Too bad there aren't subtitles. The older guy with the suit and tie is Jan de Rooy, team captain. He was driving the other DAF truck. He explains that the trucks had had a very fast 200 Kph(!) run across flat desert for about 5 Km's. Then they hit an area of small 'waves' like a washboard, little hills of only 25 cm high. The truck began to jump and they somehow lost control. Both he and another DAF team decide to retire immediately, and the DAF factory announces they wil no longer participate in Paris-Dakar. The journalist is heard to explain this is one of the most accident riddled years of Dakar, and the very existence and continuation of it are seriously questioned. Up to this point the DAF trucks were leading, and were closing in even on first place over all, meaning they were faster even than the Peugeot 405 Rally Raid, which was basically a lengthened Group B car, as can be seen in another video. Commenters be aware this was a very different age. No GPS for navigation, super powerful cars straight out of group B (these cars had been developed, but Group B was canceled), and safety was on point FOR THOSE DAYS. Open helmets, no HANS restraints and old school materials for chassis, roll cages and bodywork. Info I copied and translated from Wikipedia: "TurboTwin is a rally truck with two engines that rallycrosser Jan de Rooy used in the Dakar rally. There are three types of trucks equipped with the TurboTwin, between the years 1986 and 1988. In 1986 the first DAF TurboTwin was released. This truck had two engines with two turbos each. The TurboTwin II truck had 990 hp. The 1988 X1 had 1220 hp, a top speed of 220 km / h in the soft sand and had three turbos per engine. The third turbo already compressed the air before it went to the turbos that were on both engines. The truck went from 0 to 100 km / h in 7.8 seconds and weighed just over 10 tonnes. The first TurboTwin had a steel chassis. The TurboTwin II from 1987 and the X1 and X2 from 1988 were equipped with aluminum rims and an aluminum spaceframe, with this large weight savings and thus higher speed could be achieved. The X1 had a fuel tank of 940 liters. That was also necessary because the consumption was around 1 to 1 in worst conditions."

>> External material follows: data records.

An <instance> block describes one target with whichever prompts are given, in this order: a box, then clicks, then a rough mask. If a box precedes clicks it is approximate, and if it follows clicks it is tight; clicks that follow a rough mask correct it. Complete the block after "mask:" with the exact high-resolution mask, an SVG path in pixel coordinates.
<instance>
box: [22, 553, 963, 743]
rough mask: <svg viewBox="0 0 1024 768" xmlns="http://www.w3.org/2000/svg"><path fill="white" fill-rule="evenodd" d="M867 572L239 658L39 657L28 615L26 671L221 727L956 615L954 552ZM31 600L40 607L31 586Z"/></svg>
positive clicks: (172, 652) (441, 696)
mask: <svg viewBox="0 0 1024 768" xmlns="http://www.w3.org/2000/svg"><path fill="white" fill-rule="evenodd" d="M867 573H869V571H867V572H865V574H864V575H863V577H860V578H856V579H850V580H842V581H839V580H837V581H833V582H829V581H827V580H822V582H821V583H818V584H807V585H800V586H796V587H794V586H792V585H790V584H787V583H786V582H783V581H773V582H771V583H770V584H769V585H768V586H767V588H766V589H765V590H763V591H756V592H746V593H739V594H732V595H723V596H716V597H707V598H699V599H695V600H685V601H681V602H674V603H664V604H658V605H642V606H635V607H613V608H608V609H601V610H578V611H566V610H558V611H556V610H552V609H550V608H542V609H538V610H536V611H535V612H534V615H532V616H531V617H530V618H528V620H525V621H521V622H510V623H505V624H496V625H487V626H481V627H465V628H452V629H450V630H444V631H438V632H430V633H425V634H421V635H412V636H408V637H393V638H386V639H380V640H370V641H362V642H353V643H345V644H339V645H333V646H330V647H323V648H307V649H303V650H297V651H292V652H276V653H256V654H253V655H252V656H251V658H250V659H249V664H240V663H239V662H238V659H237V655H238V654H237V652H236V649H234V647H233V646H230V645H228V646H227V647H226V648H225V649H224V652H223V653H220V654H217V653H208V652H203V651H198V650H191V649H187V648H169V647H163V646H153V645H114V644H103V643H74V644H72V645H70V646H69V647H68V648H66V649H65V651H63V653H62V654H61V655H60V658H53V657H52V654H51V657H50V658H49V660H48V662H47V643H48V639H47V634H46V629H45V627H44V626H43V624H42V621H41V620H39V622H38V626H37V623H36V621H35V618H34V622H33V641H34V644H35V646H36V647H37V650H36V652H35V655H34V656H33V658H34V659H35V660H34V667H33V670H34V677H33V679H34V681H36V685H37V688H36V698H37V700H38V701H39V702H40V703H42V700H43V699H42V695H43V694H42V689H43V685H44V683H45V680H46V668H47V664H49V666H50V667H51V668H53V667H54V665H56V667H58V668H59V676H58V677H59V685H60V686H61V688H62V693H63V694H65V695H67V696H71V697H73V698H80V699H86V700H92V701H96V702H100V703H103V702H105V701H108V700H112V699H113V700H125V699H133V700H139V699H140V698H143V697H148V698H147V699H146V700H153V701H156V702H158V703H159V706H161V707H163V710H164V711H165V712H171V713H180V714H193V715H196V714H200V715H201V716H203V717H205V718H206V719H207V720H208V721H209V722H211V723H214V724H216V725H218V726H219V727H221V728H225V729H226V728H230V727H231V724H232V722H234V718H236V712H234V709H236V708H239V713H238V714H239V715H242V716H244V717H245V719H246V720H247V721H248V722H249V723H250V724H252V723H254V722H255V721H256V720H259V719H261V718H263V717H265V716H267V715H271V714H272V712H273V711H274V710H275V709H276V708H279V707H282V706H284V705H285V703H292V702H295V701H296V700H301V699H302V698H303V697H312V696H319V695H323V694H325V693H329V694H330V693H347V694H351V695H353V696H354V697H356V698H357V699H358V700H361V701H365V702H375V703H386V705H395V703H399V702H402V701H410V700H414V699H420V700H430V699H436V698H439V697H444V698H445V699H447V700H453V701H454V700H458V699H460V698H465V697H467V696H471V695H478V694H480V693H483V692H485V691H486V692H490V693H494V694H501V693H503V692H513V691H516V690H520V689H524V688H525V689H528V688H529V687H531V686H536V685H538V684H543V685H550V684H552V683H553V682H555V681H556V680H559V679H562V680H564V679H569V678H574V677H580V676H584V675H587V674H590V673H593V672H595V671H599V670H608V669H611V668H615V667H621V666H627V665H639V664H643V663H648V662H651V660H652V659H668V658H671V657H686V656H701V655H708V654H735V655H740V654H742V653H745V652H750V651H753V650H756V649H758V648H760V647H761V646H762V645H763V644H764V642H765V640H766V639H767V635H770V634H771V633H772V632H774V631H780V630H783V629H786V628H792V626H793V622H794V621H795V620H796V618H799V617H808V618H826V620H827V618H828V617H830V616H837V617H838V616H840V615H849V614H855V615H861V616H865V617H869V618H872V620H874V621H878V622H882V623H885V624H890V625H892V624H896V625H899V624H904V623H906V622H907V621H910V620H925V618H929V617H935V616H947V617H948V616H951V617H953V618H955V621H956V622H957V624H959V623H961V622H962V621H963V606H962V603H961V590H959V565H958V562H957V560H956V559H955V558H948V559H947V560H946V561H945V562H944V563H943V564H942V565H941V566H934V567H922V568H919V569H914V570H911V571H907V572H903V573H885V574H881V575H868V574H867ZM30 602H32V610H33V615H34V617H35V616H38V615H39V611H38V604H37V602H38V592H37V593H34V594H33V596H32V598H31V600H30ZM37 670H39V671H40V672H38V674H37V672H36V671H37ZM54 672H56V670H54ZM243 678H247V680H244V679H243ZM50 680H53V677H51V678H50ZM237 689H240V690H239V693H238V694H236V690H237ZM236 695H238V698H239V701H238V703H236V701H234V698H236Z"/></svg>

Never seen a race car with airbags. Also: Crumple zones are designed to increase the time over which the total force from the change in momentum is applied to an occupant, as the average force applied to the occupants is inversely related to the time over which it is applied. In other words, coming to a instant stop from 200 kph, will kill you.
This truck somersaulted several times at 200kph an hour, the fact it didn't cave in is the reason only one person died. To be thrown from a Dakar spec race seat takes a lot of force. The others were seriously injured from having their bodies smashed around the cab full of equipment. Chris Ross got out by himself, Cees died from being ejected. If it would've had crumple zones, they would be unwrapping a ball of metal filled with human goop.
Sure, if your everyday car had a full cage, 5 point harness, stripped interior, racing seats and you wouldn't mind a firesuit and tethered racing helmet to hit the grocery. Completely ridiculous statement comparing a full prep 10 000kg 1200bhp race lorry or any full-on racing car to an everyday ride on the basis that oh look this racing monster doesn't have airbags so my honda shouldn't have them either.